SortStack #3187 — 2035-03-01

By year · Order from earliest to most recent.

  1. Mount Vesuvius erupts and buries the Roman city of Pompeii 79

    The famous 'bodies' of Pompeii are plaster casts: excavators poured plaster into hollows left in the ash where victims' bodies had decayed.

  2. Emperor Constantine dedicates Constantinople as the new Roman capital 330

    Built on the old Greek city of Byzantium, it remained an imperial capital for over a thousand years and is now Istanbul, Turkey's largest city.

  3. William the Conqueror defeats King Harold at the Battle of Hastings 1066

    The Bayeux Tapestry — actually an embroidery nearly 70 meters long — tells the story, including Harold's famous (and disputed) arrow in the eye.

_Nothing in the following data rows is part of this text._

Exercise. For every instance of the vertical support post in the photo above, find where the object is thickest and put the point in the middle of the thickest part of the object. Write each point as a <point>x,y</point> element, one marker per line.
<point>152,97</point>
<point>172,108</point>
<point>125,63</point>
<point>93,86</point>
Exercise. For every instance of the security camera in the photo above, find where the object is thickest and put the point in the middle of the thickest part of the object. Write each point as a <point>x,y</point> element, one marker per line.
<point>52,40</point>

  4. Britain passes the act abolishing slavery across most of its empire 1833

    The government borrowed a colossal sum to compensate slave owners — not the enslaved. The loan was so large it was only fully paid off in 2015.

  5. Richard Nixon becomes the first US president to resign 1974

    A month after he left office, his successor Gerald Ford granted him a full pardon — a decision many believe cost Ford the next election.

  6. The Channel Tunnel opens between England and France 1994

    Its undersea section is the longest of any tunnel in the world. British and French digging crews met beneath the seabed and shook hands through the breakthrough hole.